School officials on Spotted Facebook alert
Local school authorities are keeping their eye on the latest social media phenomenon that is making its way into some schools and being used for cyberbullying.
A shy person may see their school crush and post their unrequited love on a social media outlet known as a Spotted Facebook page, originally used on university campuses for such anonymous postings, then spread to other areas such as the mall, a concert, or a local café. Others would post light-hearted or funny comments about someone.
But now it's spread like wildfire, including in some elementary and secondary schools but not in such an innocent or good-humoured way. Now some students are using it to criticize and attack and insult others, all anonymously.

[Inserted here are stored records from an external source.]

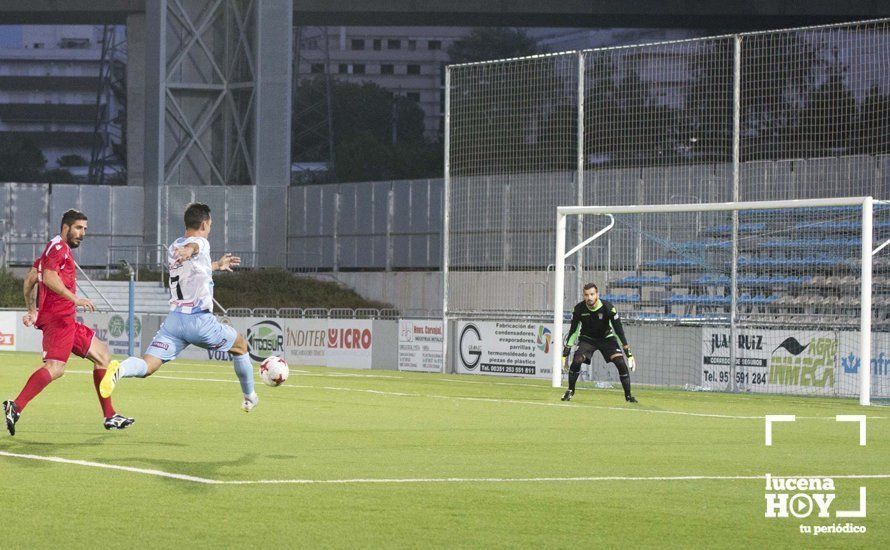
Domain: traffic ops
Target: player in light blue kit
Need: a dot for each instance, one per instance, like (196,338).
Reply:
(191,319)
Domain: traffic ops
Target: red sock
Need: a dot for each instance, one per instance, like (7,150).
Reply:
(107,407)
(39,380)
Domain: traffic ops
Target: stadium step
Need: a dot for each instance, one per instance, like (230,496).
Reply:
(150,297)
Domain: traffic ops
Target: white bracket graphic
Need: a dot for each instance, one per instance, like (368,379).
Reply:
(770,418)
(854,418)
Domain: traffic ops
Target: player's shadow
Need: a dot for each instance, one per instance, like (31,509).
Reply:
(22,445)
(198,468)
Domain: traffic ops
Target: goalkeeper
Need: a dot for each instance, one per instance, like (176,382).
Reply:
(596,325)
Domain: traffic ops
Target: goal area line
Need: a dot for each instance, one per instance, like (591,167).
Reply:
(392,481)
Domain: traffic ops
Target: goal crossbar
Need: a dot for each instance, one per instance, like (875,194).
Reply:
(865,203)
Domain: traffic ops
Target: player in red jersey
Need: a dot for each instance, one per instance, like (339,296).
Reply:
(54,314)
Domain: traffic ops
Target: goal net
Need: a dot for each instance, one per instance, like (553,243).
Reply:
(785,297)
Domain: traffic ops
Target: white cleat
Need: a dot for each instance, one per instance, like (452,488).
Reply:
(250,401)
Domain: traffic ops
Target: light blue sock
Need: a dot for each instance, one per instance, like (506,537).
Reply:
(244,371)
(133,367)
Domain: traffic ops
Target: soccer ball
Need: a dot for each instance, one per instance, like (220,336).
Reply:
(273,371)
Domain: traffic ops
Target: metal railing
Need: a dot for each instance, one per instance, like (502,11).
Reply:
(145,256)
(331,313)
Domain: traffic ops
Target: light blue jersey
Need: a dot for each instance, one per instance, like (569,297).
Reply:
(201,329)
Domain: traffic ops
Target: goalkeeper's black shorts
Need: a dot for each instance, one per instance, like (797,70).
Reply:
(588,346)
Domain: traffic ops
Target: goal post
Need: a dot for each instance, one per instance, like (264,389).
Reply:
(801,257)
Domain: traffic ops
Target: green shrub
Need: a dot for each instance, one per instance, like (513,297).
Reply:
(10,290)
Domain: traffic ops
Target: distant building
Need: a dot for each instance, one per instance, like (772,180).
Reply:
(49,80)
(408,61)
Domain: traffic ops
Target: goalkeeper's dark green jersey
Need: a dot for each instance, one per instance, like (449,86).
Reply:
(592,324)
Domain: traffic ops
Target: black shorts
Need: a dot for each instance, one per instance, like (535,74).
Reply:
(607,346)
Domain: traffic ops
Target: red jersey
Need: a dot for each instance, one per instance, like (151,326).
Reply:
(51,306)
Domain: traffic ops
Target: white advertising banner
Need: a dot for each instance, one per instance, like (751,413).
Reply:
(505,348)
(112,329)
(420,345)
(8,327)
(783,361)
(306,341)
(349,343)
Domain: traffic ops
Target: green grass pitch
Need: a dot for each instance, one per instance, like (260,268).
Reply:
(418,460)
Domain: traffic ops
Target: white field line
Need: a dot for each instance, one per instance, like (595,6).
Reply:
(494,400)
(418,480)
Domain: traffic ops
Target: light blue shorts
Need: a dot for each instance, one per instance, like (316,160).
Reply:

Tania Avrith, Educational Technology and Digital Citizenship lead teacher at the Lester B. Pearson School Board, said education is the key to showing students how this is abusive and hateful.
"We can't pretend that it's going to go away. It's never going to go away, it's only going to get bigger, and better and more powerful," Avrith said.
Anne Lagacé Dowson, director general of the anti-bullying organization Ensemble/For the Respect of Diversity, formerly known as the Tolerance Foundation, said education, public awareness and "netiquette" - civil behaviour in social media - are a major part of the solution.
"That is always the potential with the social media, it's kind of the wild west out there in the world of social media. It has an enormous potential for good but it also has an enormous potential for malice."